There is no disappointment as we contemplate the Lord Jesus. If you are sometimes disappointed, it is because you are looking at yourself, and reasoning from yourself to God upward, searching into your own heart to find some good reason why He should bless you, and troubled because you cannot find it; instead of gazing upon the Lord Jesus, and saying, “He is all that God would have Him to be, all that I would have Him to be, and God accepts me in Him” (Eph 1:6).
I look at the Lord Jesus at the Father’s right hand, and I say, “Satisfied.” If I expect from self, that is from what I am in the flesh, I must say, “Disappointed”; for God has declared that there is “no good thing” there (Rom 7:18). The believer ought to be able to look at the “old man” in himself without either being in bondage about its badness, or exercising the least effort to make it one bit better than he finds it to be. He detests it and distrusts it. He knows that the Father does not expect him to take up and improve what, at the Cross, He Himself has utterly condemned and laid aside forever. He knows that he now stands before the Father in the life of Another, and that “there is therefore now no condemnation to them that are in Christ Jesus.”
It is not merely that the Father will not condemn us, though surely that is true, but there is no such thing as condemnation for us. When the red heifer was slain for a sin-offering her blood was sprinkled seven times before the tabernacle—the place where Jehovah dwelt—while the whole of her carcass was consumed to ashes outside the camp. Now in the blood we see the answer for what we have done—our sins; and in the burning of the victim we see the entire end, in judgment, of that with which the victim was identified—the “body of sin.” There was nothing more for the fire to do, that is, when it had consumed the victim to ashes. It then had done its all. You cannot burn ashes. They testify that the fire has found its end.
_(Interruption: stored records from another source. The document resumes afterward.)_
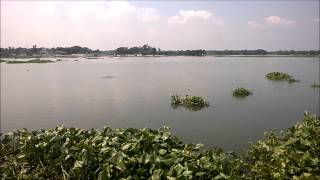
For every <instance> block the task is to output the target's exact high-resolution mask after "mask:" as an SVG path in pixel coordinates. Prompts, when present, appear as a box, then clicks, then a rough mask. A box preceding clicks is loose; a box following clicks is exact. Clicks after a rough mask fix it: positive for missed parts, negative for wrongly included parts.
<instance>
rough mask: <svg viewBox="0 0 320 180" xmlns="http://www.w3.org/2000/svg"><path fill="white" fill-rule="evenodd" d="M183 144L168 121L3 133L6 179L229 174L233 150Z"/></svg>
mask: <svg viewBox="0 0 320 180" xmlns="http://www.w3.org/2000/svg"><path fill="white" fill-rule="evenodd" d="M201 147H202V145H201V144H183V143H182V142H181V141H180V140H179V139H177V138H176V137H175V136H173V135H172V133H171V132H170V129H169V128H167V127H164V128H162V129H158V130H152V129H146V128H145V129H140V130H139V129H133V128H129V129H111V128H109V127H105V128H103V130H102V131H98V130H94V129H92V130H85V129H79V128H66V127H63V126H58V127H56V128H55V129H47V130H41V131H28V130H26V129H21V130H18V131H16V132H13V133H8V134H6V135H4V136H3V141H2V144H1V157H0V162H1V164H0V167H1V168H0V177H1V178H3V179H10V178H18V179H120V178H125V179H175V178H181V179H192V178H197V179H213V178H216V177H230V176H232V173H233V172H236V171H233V170H232V168H233V160H234V159H235V156H233V155H231V154H227V153H224V152H223V151H222V150H220V149H213V150H210V151H202V150H201Z"/></svg>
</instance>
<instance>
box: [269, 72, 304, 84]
mask: <svg viewBox="0 0 320 180" xmlns="http://www.w3.org/2000/svg"><path fill="white" fill-rule="evenodd" d="M266 78H267V79H269V80H273V81H288V82H289V83H294V82H299V81H300V80H298V79H295V78H294V77H293V76H291V75H289V74H287V73H282V72H271V73H268V74H267V75H266Z"/></svg>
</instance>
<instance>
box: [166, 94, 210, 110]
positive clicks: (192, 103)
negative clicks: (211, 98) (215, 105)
mask: <svg viewBox="0 0 320 180" xmlns="http://www.w3.org/2000/svg"><path fill="white" fill-rule="evenodd" d="M171 106H173V107H174V108H176V107H179V106H183V107H185V108H187V109H189V110H193V111H196V110H200V109H202V108H204V107H209V106H210V103H209V101H208V100H207V99H205V98H204V97H201V96H189V95H186V96H185V97H182V96H180V95H178V94H175V95H172V96H171Z"/></svg>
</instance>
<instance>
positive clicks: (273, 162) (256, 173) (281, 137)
mask: <svg viewBox="0 0 320 180" xmlns="http://www.w3.org/2000/svg"><path fill="white" fill-rule="evenodd" d="M247 157H248V159H249V162H248V166H249V169H250V173H249V174H250V176H252V177H255V179H292V178H293V179H299V178H300V179H320V121H319V118H317V117H316V116H312V115H309V114H307V113H305V117H304V120H303V121H302V122H299V123H297V124H296V125H295V126H293V127H292V128H290V129H288V130H287V131H285V132H284V133H280V134H277V133H276V132H274V131H272V132H269V133H266V135H265V139H264V140H262V141H258V142H256V143H255V144H254V145H252V146H251V147H250V149H249V151H248V154H247Z"/></svg>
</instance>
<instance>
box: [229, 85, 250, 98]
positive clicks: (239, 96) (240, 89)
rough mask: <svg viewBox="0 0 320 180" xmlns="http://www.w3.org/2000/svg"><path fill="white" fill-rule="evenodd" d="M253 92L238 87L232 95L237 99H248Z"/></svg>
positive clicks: (244, 88)
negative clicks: (238, 98)
mask: <svg viewBox="0 0 320 180" xmlns="http://www.w3.org/2000/svg"><path fill="white" fill-rule="evenodd" d="M251 94H252V92H251V91H250V90H248V89H245V88H242V87H237V88H236V89H234V90H233V91H232V95H233V96H235V97H247V96H249V95H251Z"/></svg>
Now, the blessed Lamb of God not only identified Himself with the guilty things we had done, not only did He “bear our sins in His own body on the tree,” but He was “made to be sin” for us; and that which happened to Him under the consuming judgment of God happened for us on God’s account. In His blessed Person, God “condemned” that which never existed in Him personally—“sin in the flesh.” Could that fierce judgment ever have ought to say to Him again? Never! He endured it fully; He exhausted it perfectly; and then rose above it triumphantly. Is there any condemnation to Him? Impossible! “He died unto sin once”; raised from the dead He dieth no more (Rom 6:9). There is, therefore, now no condemnation to those that are in Him.
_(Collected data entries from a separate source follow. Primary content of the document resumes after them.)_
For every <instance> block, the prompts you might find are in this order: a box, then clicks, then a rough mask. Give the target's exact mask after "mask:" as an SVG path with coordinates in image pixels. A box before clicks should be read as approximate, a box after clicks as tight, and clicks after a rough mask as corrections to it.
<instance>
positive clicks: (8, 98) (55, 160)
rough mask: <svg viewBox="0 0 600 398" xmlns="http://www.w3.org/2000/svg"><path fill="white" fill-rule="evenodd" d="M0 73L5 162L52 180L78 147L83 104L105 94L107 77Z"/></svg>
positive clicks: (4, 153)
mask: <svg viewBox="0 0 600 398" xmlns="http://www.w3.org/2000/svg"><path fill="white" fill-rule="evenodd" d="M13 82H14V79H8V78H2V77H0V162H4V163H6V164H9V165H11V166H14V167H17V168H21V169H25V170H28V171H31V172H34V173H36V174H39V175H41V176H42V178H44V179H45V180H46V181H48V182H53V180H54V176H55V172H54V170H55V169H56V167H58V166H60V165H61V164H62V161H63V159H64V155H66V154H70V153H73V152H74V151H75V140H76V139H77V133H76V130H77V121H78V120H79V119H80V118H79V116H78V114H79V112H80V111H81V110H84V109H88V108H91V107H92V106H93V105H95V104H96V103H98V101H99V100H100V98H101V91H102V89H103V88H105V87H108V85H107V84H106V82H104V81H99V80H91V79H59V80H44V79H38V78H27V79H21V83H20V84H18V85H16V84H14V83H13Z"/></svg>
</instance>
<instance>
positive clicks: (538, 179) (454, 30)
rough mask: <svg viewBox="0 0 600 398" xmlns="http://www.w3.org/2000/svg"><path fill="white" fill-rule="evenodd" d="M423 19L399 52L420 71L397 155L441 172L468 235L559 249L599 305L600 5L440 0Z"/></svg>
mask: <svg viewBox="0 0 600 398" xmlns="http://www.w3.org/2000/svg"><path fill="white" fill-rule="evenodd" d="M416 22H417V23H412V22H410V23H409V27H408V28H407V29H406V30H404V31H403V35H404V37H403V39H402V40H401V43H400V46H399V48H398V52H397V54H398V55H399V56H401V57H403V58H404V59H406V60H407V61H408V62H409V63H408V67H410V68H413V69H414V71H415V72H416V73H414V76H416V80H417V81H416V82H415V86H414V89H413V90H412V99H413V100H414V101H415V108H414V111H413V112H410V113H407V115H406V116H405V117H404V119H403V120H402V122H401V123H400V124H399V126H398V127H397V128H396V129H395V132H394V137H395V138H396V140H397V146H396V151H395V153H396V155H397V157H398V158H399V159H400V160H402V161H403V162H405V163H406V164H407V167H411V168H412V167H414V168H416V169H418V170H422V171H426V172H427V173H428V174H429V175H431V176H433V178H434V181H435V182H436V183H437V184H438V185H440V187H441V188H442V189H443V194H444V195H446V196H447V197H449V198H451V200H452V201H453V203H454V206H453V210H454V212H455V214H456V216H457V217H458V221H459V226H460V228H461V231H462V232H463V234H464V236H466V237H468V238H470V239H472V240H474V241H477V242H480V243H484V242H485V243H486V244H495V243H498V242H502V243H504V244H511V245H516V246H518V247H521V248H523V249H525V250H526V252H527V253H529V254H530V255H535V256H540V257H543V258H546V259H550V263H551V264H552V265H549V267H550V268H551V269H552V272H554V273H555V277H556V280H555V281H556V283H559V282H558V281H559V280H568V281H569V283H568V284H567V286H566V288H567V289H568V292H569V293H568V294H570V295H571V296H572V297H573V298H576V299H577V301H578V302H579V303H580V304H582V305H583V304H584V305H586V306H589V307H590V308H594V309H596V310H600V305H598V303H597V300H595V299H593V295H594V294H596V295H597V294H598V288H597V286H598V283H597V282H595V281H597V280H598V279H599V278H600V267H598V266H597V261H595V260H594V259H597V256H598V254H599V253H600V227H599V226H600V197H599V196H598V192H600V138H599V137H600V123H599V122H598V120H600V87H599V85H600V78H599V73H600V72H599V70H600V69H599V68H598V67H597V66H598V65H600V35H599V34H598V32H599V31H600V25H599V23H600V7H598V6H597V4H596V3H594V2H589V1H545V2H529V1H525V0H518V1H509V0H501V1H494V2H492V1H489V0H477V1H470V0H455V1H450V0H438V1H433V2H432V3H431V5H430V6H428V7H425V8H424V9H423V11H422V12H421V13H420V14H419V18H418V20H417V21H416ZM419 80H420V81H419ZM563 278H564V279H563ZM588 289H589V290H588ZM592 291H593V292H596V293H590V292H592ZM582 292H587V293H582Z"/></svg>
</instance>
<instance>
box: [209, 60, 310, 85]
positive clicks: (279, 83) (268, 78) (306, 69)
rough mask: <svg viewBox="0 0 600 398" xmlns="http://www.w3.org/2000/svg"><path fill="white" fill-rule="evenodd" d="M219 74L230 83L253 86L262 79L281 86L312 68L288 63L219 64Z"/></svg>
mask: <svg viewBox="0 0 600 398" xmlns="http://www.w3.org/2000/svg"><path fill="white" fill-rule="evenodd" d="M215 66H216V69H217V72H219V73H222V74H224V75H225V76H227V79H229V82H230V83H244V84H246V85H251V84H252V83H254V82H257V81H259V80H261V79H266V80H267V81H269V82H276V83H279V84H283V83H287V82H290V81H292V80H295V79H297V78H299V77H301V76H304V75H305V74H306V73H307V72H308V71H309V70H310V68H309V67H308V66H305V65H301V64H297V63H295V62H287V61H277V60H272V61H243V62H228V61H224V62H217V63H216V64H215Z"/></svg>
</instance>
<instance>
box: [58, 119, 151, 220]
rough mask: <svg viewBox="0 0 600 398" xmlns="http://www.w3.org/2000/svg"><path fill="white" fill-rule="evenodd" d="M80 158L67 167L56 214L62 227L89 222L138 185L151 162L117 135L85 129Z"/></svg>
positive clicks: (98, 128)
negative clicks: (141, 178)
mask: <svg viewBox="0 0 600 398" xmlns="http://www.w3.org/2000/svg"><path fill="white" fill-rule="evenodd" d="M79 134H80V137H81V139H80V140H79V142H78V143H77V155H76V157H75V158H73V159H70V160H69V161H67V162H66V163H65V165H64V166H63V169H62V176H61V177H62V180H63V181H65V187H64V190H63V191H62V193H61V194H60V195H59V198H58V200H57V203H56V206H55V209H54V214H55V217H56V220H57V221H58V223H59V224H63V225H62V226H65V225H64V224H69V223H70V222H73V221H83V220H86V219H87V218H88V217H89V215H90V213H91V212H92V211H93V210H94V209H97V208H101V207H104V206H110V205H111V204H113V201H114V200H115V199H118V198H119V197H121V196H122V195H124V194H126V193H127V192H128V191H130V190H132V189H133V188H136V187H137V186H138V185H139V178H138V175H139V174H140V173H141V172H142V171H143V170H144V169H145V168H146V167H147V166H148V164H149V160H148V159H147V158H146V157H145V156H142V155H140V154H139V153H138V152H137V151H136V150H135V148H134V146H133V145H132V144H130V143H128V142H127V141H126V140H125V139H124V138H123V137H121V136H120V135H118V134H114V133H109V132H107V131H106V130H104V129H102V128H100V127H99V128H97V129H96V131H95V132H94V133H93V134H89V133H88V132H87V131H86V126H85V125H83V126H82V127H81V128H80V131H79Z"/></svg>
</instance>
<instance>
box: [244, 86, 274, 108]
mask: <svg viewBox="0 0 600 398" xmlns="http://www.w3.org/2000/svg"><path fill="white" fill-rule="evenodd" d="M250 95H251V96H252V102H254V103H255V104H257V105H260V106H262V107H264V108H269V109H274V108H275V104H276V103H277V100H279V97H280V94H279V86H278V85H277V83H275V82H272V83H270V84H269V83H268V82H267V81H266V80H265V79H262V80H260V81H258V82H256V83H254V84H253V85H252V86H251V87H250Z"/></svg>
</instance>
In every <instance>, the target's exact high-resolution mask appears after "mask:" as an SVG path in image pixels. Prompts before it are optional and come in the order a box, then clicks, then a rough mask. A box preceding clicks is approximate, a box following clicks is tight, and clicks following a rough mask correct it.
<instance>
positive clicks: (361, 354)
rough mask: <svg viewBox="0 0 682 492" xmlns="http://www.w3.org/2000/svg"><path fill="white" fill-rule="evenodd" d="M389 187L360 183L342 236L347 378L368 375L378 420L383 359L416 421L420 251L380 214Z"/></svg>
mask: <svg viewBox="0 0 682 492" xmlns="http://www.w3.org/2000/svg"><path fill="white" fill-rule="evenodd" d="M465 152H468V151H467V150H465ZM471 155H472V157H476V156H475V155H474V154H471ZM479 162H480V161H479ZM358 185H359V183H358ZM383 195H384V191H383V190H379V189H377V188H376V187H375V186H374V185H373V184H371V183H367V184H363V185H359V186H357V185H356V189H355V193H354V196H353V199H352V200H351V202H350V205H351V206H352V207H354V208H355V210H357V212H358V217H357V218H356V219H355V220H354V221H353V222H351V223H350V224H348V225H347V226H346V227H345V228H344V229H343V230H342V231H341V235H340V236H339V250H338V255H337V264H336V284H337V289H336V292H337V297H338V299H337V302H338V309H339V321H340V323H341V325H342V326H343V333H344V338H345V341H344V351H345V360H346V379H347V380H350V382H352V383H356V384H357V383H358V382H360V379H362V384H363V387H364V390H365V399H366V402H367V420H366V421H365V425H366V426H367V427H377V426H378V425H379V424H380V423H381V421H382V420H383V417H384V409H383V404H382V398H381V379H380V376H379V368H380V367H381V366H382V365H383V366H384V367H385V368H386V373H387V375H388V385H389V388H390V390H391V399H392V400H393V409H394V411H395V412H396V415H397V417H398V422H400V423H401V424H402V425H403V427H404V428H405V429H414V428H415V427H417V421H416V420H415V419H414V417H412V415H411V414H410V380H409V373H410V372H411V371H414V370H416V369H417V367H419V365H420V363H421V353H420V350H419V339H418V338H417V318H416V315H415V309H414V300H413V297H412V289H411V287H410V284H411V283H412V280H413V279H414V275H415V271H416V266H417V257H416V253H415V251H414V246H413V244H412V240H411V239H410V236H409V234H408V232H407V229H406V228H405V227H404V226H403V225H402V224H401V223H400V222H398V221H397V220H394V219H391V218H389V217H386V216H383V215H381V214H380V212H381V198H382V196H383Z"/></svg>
If in Him, in whom we now live before the Father, judgment has already been executed, there could not possibly exist any condemnation for us. Nay, what is there left to condemn? The sprinkled blood (referring to the type) testifies that sins have been atoned for; the ashes, that the judgment which once rested upon the sinner has already been put into execution. What, then, is there left to condemn? If all that a holy God could condemn has been condemned; if the believer is now alive in Him who exhausted the condemnation, there is, there can be, no condemnation to him. He is forever beyond his doom by the death and resurrection of Another.
Take another beautiful OT figure. Before Noah left the ark, as you are aware, the dove was sent forth. The patriarch was like thousands of believers in the present day—sheltered, but shut up. He well knew that the ark had stood between him and the flood, and that it had not allowed a single drop to reach him. He knew he was secure enough, but still he was not in full liberty—He was safe, but shut up.
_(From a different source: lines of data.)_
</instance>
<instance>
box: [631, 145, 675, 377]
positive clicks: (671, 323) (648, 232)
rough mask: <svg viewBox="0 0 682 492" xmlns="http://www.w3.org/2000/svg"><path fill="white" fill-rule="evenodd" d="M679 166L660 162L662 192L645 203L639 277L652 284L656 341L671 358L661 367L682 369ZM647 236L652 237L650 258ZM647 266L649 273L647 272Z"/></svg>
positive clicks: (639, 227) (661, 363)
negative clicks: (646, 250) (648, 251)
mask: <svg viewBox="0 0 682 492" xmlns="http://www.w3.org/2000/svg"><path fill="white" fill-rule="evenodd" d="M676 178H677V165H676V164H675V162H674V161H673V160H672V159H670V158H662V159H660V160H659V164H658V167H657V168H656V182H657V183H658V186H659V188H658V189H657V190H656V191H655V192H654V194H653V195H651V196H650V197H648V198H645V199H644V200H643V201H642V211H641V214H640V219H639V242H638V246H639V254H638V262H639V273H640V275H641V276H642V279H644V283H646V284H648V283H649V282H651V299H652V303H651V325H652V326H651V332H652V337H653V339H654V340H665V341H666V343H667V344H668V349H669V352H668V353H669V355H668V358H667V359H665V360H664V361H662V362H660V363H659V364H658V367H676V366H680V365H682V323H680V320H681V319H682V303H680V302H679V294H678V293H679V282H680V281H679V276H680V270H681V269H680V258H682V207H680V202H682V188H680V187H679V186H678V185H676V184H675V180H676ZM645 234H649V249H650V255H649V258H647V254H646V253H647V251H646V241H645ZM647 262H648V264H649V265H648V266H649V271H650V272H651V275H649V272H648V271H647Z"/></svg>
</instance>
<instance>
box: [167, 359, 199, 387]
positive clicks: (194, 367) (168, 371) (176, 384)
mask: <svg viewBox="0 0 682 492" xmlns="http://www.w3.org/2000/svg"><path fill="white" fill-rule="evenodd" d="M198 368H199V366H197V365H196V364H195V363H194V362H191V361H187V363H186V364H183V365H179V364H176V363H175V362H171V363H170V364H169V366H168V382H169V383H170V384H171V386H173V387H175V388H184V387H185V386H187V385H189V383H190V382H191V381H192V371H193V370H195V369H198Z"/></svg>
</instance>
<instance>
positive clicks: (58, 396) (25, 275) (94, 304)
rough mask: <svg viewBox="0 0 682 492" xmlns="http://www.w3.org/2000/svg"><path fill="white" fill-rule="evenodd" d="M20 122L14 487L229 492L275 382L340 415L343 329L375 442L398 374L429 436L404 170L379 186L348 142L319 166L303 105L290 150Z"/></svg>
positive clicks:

At last the dove returned a second time with the olive leaf in her mouth. This made it manifest that the outpouring of judgment from the windows of heaven had ceased. The waters were assuaged. The judgment was over. That which was once buried beneath the waters of death was now appearing in living energy above them. But God gave Noah yet another token. He put His bow in the cloud. This was to be a constantly recurring witness for coming centuries, that He would never again destroy the world by a flood. Thus, if the dove witnessed that the judgment was past, the rainbow witnessed that there was no more to come.
Once more. When Noah came out of the ark he built an altar, and offered burnt-offerings upon it, we read, “The Lord smelled a sweet savor” (Gen 8:21). Now, the burnt-offering was in connection with the acceptance of the offerer. The offerer laid his hands upon the head of the offering, and was accepted according to all the sweet savor of that offering before God. This we learn from Leviticus 1:4: “It shall be accepted for him.” Henceforth it was no question what the offerer was, but of the offering. Therefore we read, “If any man of you bring an offering unto the Lord…. It shall be accepted for him.”
To apply these figures, the Holy Spirit has come from heaven to bear witness to us who believe, that not only is our judgment past, but that there is no more to come. Thank God this witness is as true as it is blessed; for if, for us, Christ’s death exhausted the judgment due to sin, our judgment must necessarily be past; and if we are now alive unto God in Him who rose above it, there is certainly no more judgment to come. More than this, we stand in a place of unclouded favor before our Father in His Son. “As He is so are we in this world” (1 John 4:17).